The speedy striker, who is originally from the Wirral, reflected on some of the brilliant team-mates he played alongside at Liverpool, but declared his best-ever as Phil Foden.
Hardy jokes: “I was in my under-18s and under-23s [at Man City] with Phil Foden. You don’t need to put that on This Is Anfield, that won’t go down too well!”
Sorry, Joe!
Elliott was another player that the forward was impressed by: “When I was there [at Liverpool], he was only 17-odd so we played in the under-23s together, and then obviously he played in the first team as well.
“But he’d do things then you’d be like ‘wow, that was good’, then you’d remember that he’s only 17 and you’re like ‘right, that’s really good’.
“Because, you know, when I was 17 I was doing nothing like that and I don’t think anyone was really.”
Interestingly, Hardy also singled out Tyler Morton for praise.
The young midfielder has spent this season on loan at Blackburn, and Hardy said of his fellow Wirralian: “I think he will [make it], yeah. He should make it in the first team, he could become a regular.
“Just the way he’s so physically fit, he can run and he can cover ground, and technically he’s good as well.”
The attacker also spoke about his experiences with the first-team players and the words of advice that Jurgen Klopp gave him on signing for the club.
“We spoke a bit and then the new academy was built which made the under-23s the same side as the first team,” explains Hardy.

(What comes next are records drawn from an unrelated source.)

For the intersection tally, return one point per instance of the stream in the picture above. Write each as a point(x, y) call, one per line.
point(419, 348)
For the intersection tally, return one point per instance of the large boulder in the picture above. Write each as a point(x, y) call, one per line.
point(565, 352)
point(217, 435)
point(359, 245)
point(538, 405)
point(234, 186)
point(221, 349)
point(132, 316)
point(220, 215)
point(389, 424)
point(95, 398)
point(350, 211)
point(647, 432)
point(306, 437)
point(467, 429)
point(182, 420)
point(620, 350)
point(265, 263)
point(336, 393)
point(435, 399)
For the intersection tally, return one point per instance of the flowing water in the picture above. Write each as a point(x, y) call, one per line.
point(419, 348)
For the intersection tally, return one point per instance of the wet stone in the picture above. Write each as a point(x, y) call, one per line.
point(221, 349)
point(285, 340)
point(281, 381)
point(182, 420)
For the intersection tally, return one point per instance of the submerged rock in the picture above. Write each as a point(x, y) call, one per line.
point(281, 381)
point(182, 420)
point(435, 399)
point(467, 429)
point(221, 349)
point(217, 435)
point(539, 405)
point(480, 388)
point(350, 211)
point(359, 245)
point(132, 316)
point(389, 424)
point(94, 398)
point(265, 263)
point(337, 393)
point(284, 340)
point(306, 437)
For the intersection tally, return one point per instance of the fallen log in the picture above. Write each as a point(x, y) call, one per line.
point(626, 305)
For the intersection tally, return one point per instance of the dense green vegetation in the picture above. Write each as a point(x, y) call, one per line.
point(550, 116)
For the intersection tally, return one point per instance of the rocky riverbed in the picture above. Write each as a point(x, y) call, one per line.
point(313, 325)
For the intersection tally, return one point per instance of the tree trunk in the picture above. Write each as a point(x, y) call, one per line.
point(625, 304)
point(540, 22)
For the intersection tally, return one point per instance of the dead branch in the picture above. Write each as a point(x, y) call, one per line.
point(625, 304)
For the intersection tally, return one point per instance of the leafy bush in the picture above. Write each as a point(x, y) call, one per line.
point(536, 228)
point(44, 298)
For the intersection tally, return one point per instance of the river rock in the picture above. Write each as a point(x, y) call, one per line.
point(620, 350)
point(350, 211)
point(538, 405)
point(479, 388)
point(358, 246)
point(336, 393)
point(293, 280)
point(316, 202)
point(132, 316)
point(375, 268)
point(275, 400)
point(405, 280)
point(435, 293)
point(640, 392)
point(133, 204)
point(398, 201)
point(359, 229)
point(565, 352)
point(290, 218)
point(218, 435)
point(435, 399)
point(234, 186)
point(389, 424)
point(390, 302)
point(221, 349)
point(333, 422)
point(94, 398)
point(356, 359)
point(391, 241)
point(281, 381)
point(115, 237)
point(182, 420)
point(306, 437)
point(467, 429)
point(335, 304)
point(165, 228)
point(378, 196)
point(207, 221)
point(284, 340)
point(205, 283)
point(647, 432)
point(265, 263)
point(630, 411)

“It was nothing major really, just welcoming me to the club and things and asking a few things about myself, getting to know me a bit and saying good luck for the FA Cup game because he wasn’t there to watch – but he was watching on TV.
“So, I mean, I’m grateful that he wasn’t [there], that he didn’t want to take it, because then I got the opportunity to play!

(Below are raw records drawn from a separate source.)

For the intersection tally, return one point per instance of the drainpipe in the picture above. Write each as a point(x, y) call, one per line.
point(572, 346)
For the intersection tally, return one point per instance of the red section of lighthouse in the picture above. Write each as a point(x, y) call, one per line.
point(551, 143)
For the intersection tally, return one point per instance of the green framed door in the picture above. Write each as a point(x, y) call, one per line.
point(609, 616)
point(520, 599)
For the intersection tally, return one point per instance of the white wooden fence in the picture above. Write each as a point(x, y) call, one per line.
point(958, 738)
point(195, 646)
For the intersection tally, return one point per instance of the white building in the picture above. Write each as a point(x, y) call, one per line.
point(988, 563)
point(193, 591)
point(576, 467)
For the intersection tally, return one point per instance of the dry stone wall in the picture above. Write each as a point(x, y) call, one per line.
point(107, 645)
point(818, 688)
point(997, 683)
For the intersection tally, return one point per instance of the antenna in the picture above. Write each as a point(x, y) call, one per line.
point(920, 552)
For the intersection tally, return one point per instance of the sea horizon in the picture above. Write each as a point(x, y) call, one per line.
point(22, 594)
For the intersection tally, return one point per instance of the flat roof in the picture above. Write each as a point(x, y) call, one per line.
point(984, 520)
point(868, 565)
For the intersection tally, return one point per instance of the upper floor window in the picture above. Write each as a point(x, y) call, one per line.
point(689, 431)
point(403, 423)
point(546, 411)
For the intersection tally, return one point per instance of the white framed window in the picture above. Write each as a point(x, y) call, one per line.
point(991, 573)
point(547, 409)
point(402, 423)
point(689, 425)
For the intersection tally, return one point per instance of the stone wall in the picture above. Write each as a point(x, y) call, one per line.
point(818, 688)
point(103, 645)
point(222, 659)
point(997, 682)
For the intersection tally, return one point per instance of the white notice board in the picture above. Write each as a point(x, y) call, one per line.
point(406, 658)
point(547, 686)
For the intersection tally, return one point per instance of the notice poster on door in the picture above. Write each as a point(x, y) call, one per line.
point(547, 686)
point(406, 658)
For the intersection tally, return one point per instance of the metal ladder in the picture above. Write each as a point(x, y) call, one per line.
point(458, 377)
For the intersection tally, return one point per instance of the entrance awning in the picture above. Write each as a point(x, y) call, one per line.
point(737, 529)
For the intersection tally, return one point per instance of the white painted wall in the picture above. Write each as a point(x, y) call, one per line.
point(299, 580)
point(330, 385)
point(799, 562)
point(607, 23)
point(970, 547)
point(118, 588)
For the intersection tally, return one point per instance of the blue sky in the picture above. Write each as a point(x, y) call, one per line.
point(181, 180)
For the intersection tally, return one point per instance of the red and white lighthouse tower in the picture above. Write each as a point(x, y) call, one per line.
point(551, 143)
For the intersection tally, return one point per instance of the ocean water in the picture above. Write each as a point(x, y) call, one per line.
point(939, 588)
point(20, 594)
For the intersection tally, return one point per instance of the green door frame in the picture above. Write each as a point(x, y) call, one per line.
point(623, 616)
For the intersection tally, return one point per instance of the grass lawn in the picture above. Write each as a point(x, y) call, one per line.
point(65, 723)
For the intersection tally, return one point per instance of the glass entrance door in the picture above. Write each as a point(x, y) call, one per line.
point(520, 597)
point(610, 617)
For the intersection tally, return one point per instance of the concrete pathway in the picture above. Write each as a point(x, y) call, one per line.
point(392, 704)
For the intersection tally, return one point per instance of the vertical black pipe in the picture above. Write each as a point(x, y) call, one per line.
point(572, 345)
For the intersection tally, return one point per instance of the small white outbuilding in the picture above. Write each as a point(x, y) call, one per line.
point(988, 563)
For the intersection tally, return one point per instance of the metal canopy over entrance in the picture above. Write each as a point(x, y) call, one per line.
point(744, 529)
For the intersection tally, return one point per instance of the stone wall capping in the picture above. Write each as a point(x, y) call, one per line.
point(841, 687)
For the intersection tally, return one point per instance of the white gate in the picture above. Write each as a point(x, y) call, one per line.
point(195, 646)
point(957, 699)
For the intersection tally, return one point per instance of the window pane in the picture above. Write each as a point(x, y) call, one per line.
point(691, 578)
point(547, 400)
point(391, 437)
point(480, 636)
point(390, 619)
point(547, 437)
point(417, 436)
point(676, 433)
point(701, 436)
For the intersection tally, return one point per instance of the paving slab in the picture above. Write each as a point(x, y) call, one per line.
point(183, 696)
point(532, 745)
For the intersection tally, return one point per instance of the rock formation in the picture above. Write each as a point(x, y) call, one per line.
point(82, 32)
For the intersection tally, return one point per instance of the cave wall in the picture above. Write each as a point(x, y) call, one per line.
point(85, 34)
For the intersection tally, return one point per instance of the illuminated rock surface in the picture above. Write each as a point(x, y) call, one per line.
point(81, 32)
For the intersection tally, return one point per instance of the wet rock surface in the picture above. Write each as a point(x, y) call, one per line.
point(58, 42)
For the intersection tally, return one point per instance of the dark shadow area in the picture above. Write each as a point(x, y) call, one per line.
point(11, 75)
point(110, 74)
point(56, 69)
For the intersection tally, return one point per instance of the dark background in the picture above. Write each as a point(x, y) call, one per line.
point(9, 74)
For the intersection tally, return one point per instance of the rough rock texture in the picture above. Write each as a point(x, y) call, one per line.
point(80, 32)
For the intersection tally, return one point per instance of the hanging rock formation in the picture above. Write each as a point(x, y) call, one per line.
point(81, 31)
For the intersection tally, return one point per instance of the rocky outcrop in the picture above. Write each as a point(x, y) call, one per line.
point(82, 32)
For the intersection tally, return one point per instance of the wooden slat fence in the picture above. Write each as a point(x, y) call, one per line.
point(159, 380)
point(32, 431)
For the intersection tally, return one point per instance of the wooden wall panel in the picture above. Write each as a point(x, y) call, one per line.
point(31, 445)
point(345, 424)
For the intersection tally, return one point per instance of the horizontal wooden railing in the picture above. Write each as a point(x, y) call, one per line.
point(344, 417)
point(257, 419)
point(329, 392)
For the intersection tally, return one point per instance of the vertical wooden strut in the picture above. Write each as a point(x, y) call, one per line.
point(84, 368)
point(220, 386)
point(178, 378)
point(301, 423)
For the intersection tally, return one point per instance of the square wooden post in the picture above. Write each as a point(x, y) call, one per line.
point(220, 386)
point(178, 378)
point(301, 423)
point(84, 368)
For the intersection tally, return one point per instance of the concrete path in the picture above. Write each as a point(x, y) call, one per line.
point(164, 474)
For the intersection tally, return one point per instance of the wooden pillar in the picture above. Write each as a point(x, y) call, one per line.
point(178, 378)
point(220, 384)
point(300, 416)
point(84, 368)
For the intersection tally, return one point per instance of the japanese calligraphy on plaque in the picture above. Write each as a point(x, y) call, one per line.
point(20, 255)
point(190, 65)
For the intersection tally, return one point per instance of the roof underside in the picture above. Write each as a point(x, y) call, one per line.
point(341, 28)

“It was a really good moment of my career and it’s good that it came so early after I joined Liverpool.”
The former Liverpool man also spoke about how the new training ground in Kirkby has helped better integrate the academy and senior squad.

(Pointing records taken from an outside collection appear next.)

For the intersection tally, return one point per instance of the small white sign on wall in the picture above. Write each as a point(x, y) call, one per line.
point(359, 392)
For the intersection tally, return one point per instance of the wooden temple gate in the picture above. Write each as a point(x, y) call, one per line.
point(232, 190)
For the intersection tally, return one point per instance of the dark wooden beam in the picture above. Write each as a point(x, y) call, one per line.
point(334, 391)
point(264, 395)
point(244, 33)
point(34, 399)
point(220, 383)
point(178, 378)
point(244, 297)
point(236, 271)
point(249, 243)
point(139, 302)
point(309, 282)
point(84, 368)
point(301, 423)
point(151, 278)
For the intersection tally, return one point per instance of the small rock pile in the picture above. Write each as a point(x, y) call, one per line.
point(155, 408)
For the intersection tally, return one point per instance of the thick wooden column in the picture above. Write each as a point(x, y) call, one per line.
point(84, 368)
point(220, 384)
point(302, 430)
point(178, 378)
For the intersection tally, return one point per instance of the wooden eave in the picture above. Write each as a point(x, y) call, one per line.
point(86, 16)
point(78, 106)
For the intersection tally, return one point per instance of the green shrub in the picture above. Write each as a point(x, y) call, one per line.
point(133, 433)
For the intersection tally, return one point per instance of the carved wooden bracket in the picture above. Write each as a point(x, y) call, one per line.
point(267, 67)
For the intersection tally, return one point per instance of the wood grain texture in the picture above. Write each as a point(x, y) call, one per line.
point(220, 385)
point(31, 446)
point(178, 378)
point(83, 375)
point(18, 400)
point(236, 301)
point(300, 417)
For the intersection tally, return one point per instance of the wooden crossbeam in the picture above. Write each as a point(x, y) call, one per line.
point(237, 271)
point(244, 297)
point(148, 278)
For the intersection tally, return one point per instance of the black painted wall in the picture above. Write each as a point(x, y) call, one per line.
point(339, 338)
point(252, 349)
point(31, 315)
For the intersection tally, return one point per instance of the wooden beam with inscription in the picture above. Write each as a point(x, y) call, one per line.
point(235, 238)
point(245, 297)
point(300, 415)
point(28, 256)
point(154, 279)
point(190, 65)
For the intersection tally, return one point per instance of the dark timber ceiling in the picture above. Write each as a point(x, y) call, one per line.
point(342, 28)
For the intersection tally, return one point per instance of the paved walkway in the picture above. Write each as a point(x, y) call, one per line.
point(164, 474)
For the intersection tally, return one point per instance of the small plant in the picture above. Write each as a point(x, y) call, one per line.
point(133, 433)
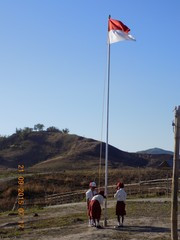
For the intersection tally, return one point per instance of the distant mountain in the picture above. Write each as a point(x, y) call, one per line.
point(156, 151)
point(48, 150)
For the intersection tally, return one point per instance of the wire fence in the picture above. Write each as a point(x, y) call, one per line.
point(157, 187)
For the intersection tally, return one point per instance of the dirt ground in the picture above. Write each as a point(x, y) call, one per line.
point(135, 228)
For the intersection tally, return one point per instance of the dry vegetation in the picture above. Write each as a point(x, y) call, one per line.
point(39, 185)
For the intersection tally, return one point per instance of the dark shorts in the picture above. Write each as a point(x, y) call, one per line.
point(120, 208)
point(95, 209)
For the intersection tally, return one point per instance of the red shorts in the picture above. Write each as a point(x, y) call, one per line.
point(95, 209)
point(120, 208)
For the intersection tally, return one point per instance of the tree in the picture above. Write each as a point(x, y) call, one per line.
point(38, 127)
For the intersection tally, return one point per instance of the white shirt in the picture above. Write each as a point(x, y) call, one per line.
point(90, 194)
point(120, 195)
point(100, 198)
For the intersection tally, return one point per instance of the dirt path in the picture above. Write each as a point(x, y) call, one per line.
point(142, 227)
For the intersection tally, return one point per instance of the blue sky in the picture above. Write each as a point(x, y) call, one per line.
point(53, 67)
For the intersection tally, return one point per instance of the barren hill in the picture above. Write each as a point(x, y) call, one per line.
point(56, 150)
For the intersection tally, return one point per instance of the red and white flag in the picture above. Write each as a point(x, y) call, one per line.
point(117, 31)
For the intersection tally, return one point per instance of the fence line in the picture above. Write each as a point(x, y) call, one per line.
point(158, 187)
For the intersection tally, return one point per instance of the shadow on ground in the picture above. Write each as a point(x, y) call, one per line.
point(142, 229)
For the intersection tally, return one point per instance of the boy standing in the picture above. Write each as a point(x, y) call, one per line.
point(95, 208)
point(120, 195)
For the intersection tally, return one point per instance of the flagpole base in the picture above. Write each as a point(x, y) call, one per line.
point(105, 222)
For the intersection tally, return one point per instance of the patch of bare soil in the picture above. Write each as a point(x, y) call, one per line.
point(135, 228)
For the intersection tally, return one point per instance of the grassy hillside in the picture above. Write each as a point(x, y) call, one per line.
point(44, 150)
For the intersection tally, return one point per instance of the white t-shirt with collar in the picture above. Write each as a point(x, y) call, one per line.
point(99, 198)
point(120, 195)
point(90, 194)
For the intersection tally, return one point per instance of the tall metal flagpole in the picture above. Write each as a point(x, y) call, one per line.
point(107, 131)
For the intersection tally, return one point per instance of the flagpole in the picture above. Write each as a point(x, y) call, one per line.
point(107, 131)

He noted: “You interact with them more then, because you’re in and around it a bit more and things like that.
“I trained at Melwood a few times and when we moved it got a lot easier to kind of interact with them and train with them kind of things.”
The striker has spent the last few months in the seventh tier of English football, but will return to Accrington Stanley for pre-season with a successful few months of football under his belt at Marine.
On what is next in his career, Hardy said he is doing as well as he can and will see “what comes for next pre-season,” then kick on from there.